第八十章 直搗北京(八)(2/2)
岳忱安聽了大喜,面上卻謙虛的擺手道:「棟良兄廖贊,我才疏學淺,哪能擔得起師長重任,說句真心話,我希望玉帥能派一位新師長來指揮本師,而我能做個旅長就心滿意足了。」
周棟良讚嘆道:「忱安兄心胸寬廣,著實讓人佩服。」心裡卻在冷笑,說什麼做個旅長就心滿意足了,騙鬼去吧。
兩人閒聊說著話,忽然遠處傳來了一聲悠長的汽笛,周棟良精神一震道:「列車要到了。」
兩人注目望著西方,過了幾分鐘,一列冒著濃煙的鐵甲車頭拖拽著長長的軍列緩緩駛入車站,車輪間噴出的大團水蒸氣瀰漫了整個車站。

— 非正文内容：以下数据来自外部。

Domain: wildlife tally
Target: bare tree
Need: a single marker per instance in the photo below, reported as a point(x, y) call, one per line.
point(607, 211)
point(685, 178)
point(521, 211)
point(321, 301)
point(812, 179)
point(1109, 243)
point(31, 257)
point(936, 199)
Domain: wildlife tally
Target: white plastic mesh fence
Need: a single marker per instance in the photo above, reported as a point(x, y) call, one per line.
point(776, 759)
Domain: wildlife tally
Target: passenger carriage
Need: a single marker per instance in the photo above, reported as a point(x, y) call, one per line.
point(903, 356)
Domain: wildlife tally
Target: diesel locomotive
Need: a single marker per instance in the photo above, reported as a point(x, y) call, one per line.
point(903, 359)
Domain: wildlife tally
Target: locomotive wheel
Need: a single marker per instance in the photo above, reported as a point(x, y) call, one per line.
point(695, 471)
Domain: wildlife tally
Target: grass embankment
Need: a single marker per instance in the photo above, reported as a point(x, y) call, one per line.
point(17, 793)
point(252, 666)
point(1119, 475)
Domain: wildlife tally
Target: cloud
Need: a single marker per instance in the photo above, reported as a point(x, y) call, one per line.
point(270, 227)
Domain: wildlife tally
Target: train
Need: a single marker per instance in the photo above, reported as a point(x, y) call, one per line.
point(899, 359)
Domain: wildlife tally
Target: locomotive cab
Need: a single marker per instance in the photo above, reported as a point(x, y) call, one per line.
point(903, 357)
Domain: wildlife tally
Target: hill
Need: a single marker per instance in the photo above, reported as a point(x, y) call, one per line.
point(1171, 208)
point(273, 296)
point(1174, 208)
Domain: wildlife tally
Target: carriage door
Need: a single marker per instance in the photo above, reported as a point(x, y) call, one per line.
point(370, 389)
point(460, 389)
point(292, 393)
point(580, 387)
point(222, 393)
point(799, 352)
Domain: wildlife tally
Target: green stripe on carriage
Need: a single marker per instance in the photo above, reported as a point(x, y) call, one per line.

列車停穩,滑軌車門打開,首先下來的是大批的衛隊,與站台上的士兵接防,同時一個中校軍銜的副官快步走到周棟良和岳忱安面前,敬禮道:「兩位長官,請隨我來。」
一行人來到軍列中部的車廂,車廂門打開,從裡面走出一個披著黑著將軍大氅的中年人來,此人一嘴短短的紅鬍子,長臉高額,顴骨很高,有些突出的大眼透露著懾人的霸道之氣,他就是赫赫有名的直軍前敵總指揮兼西路軍總司令吳佩孚。
「敬禮!」一個大嗓門的直軍軍官挺直胸膛大喝道。
「刷!」月台上的直軍士兵整齊劃一的行持槍禮,周棟良和岳忱安齊齊向前一步敬禮道:「玉帥!」
吳佩孚站定,目光炯炯的看了周棟良和岳忱安一眼,臉上露出了和煦的笑容,對岳忱安伸出了手:「岳副旅長,我們又見面了,我若記得不錯的話,上次見面時還是民國七年吧。」
岳忱安受寵若驚的握住吳佩孚的手,忙說道:「您說的對,民國七年時第三師南下衡陽,在北京的踐行酒會上,我曾有幸一睹玉帥的風采,想不到玉帥還能記得我。」
吳佩孚哈哈笑道:「怎麼記不住,你岳忱安敬了我兩杯酒,慶祝我旗開得勝來著。」
岳忱安臉上泛起激動的笑容,心中的那點忐忑徹底沒了,挺直胸膛誠懇的說道:「玉帥,其實我很早以前就仰慕您了,希望能留在您麾下,效犬馬之勞。」
吳佩孚微笑道:「岳副旅長願意追隨我麾下,吳某求之不得,不過犬馬之勞是馬弁做的,你是久經沙場的驍將,還是在戰場上為我殺敵取勝吧!」
岳忱安大喜過望,啪的打了個立正道:「卑職遵命。玉帥,卑職歸附以來寸功未立,還請命此次進軍以第十五師為大軍先鋒。」
吳佩孚大手一揮:「准了。」
岳忱安眉開眼笑,心裡卻期待著吳佩孚委任他為第十五師師長的話,可吳佩孚似乎沒有這個打算,談話就此打住,轉而和一旁的周棟良說起話來,讓他心裡好不氣悶失望,可臉上仍舊掛著笑容,不敢顯露出一絲的情緒。